LA LEGA SAUDITA PROFESSIONISTICA : UNA VISIONE DIFFERENTE.

In un momento in cui, anche in seno a questo blog, vengono esposte considerazioni di vario genere in merito alla migrazione di calciatori verso la Lega Saudita Professionistica (Roshi Saudi League), ci sia permessa una visione da un angolatura diversa, da non intendersi per forza in antitesi al pensiero dei più, supportata tuttavia da alcune considerazioni storico-economico-sportive.

Nel momento in cui il campionato saudita ha iniziato a fare incetta di celebri calciatori, a suon di ingaggi a peso d’oro, si è scatenato un movimento di opinione contro la Lega Araba, rea delle peggiori mostruosità economiche a discapito dello spirito e dei “veri” valori del calcio.

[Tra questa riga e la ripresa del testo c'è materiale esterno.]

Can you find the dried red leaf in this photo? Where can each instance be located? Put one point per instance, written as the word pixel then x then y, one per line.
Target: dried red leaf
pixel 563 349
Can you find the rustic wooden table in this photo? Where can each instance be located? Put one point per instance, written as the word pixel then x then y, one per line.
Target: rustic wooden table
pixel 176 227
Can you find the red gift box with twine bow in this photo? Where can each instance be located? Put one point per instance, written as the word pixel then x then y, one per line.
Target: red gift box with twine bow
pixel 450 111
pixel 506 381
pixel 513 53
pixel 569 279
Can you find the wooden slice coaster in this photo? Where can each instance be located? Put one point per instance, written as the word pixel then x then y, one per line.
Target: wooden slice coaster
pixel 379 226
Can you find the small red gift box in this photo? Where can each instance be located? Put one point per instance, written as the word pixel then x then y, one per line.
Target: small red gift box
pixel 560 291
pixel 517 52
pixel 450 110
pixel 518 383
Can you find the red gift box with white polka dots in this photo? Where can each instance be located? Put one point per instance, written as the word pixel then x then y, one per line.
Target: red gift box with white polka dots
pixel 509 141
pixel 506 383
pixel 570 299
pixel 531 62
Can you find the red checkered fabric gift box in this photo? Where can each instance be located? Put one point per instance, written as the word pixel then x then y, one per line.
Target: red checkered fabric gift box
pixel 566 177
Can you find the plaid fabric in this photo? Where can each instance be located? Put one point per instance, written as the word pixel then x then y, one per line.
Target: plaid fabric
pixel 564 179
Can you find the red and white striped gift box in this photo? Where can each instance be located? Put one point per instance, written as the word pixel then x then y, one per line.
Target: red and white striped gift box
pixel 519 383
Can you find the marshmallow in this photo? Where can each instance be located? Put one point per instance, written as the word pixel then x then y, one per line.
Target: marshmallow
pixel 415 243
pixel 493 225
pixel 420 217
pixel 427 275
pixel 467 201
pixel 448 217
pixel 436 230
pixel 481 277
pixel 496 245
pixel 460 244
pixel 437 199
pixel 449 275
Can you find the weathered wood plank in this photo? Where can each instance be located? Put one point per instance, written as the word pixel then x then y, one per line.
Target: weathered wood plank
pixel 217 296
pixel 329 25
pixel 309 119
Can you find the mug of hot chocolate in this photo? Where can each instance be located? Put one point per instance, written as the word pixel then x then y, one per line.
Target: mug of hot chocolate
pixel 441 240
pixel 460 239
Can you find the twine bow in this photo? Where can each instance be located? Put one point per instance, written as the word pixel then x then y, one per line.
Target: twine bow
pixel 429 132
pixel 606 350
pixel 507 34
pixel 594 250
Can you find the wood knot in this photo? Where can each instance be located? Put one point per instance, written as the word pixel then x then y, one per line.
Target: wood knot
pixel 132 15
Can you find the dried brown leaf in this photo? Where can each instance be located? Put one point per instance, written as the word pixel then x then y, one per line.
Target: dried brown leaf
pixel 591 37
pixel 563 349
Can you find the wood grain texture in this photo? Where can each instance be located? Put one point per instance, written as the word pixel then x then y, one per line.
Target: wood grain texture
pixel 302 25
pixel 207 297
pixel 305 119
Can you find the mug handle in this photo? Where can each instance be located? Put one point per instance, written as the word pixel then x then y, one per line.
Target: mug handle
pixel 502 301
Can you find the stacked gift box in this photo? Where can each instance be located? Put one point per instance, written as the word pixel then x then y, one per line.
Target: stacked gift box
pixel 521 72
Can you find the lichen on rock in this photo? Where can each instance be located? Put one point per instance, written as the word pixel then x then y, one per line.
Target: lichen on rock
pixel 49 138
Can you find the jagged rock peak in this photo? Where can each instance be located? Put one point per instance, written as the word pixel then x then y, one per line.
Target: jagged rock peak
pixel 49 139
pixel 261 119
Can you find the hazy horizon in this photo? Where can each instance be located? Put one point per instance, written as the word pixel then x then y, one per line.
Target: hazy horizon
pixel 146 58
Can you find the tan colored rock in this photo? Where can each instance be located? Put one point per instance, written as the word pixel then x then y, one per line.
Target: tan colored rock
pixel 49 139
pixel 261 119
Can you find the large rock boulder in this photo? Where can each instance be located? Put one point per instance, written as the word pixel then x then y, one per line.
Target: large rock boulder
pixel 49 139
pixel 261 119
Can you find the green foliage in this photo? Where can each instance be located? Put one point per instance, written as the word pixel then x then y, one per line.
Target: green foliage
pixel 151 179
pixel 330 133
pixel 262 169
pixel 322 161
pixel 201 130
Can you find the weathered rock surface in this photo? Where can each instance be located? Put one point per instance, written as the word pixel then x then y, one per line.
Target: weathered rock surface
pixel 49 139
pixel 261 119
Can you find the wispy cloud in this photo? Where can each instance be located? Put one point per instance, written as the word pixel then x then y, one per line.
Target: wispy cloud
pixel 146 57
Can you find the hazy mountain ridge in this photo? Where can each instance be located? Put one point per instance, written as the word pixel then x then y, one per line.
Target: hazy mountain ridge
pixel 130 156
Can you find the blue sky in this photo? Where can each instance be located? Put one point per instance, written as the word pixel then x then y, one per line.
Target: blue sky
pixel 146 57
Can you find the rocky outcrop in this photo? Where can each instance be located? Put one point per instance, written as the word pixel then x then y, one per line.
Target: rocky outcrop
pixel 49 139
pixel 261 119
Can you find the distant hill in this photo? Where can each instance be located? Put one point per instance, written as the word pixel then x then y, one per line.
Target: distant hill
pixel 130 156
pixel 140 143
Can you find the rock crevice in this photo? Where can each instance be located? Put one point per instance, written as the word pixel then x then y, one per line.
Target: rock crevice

Alcuni elementi che tendono in queste ore a far gridare allo scandalo potrebbero risultare meno convincenti, quando non meri messaggi demagogici, se rapportati ai vari momenti del calcio che fu.

Proviamo ad analizzarli.

a) ECCESSO DI FORZA ECONOMICA

La considerazione secondo cui la Lega Araba starebbe scippando i big all’Europa calcistica, a mezzo di operazioni di dubbia moralità, favorendone la migrazione in medio-oriente per meri interessi economici, merita una serie di riflessioni che traggono origine dal ventennio 1980-1999 quando il campionato italiano la faceva da padrone.

All’epoca era normale che i grandi calciatori di ogni latitudine ambissero (e venissero) a giocare in Italia. Se consideriamo i calciatori di movimento schierati nella finale di Italia 90 scesero in campo 12 giocatori su 20 del campionato italiano, che sarebbero stati 13 se solo Caniggia non fosse stato squalificato.

A latere di questo dato, è lecito (e forse eticamente doveroso) chiedersi se gli appassionati italiani abbiano mai urlato allo scandalo per il fatto che i migliori calciatori argentini, brasiliani, olandesi, tedeschi lasciassero i loro contesti per l’Italia. Non si ricordano campagne di stampa o movimenti di opinione contro la migrazione dei migliori calciatori verso lo stivale a difesa della qualità tecnica del campionato d’origine.

E non è forse vero che i fenomeni di tutto il mondo venivano a giocare da noi perché attratti dagli ingaggi più elevati rispetto a quelli percepiti da altre parti?

Il meccanismo che oggi spinge i calciatori in Arabia Saudita è il medesimo, ovvero la capacità di spesa del paese che li ospita quanto ad ingaggi ed a benefit che vanno a percepire.

Sarebbe magnifico poter immaginare che negli anni 80 e 90 i campioni approdassero nel bel paese per le bellezze paesaggistiche, artistiche, culturali ed enogastronomiche ma la realtà ci dice altro.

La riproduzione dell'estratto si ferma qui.